Alors, chers amis croyants, nous devons nous garder d’une pensée trop facile. Devant nos frères et nos sœurs incroyants, ne nous rendons pas la tâche trop aisée. Deux psaumes, - à vrai dire ils sont presque identiques, un doublet de psaumes -, pourraient nous mettre sur une fausse piste face à l’incroyance. Le psaume 13 et le psaume 52 nous font chanter tous deux : « L’insensé dit dans son cœur : “Pas de Dieu” ». « L’insensé » : la parole est terrible. Sont-ce vraiment les insensés, ceux qui ne réfléchissent pas, qui nient l’existence de Dieu ? Pouvons-nous affirmer cela quand tant de gens sages et de grande valeur humaine ne se connaissent pas de Dieu et ne voient pas d’où ils apprendraient à en connaître un. Ces deux psaumes ou ce double psaume, à les regarder de près, ne sont pas si faciles que cela à comprendre. Le priant poursuit : « Tout est corrompu, abominable, pas un homme de bien, pas même un seul. » Mais qui parle ? Est-ce un juste innocent de tout mal qui se plaint que les insensés, ceux qui nient Dieu, sont partout et l’oppriment ? Mais pourquoi celui-là resterait-il fidèle ? Ou bien est-ce quelqu’un qui constate la corruption du monde et en vient à douter de Dieu en qui il croyait ou disait croire jusque-là ? Alors, l’insensé serait celui qui, face aux duretés et cruautés du monde et aux souffrances en ce monde, viendrait à douter de l’existence de Dieu parce qu’il n’en perçoit pas la bonté et la puissance.

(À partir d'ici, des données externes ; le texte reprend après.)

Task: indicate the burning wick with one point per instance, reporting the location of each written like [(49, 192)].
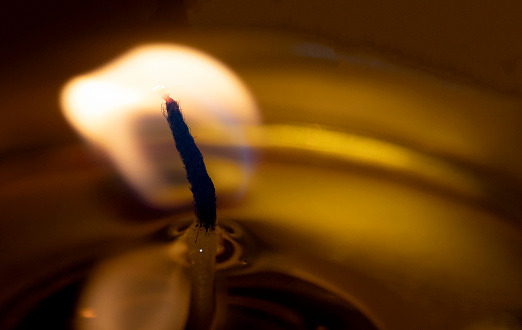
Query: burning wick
[(200, 183), (201, 248)]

Qu’est-ce donc que croire en Dieu ? Croire qu’il existe et attendre de lui qu’il améliore ce monde ? Est-ce être d’avis qu’il y a Quelqu’un plutôt que rien mais laisser faiblir cette opinion lorsque le cours des choses nous entraîne ou entraîne ceux que nous aimons vers la souffrance ou la maladie et la mort ? La folie ne consisterait-elle pas à douter de Dieu parce que nous sommes confrontés à la méchanceté des hommes ou à l’injustice du sort ? L’insensé n’est pas l’incroyant mais le croyant qui ne supporte pas que Dieu affronte l’injustice de ce monde et la violence des hommes.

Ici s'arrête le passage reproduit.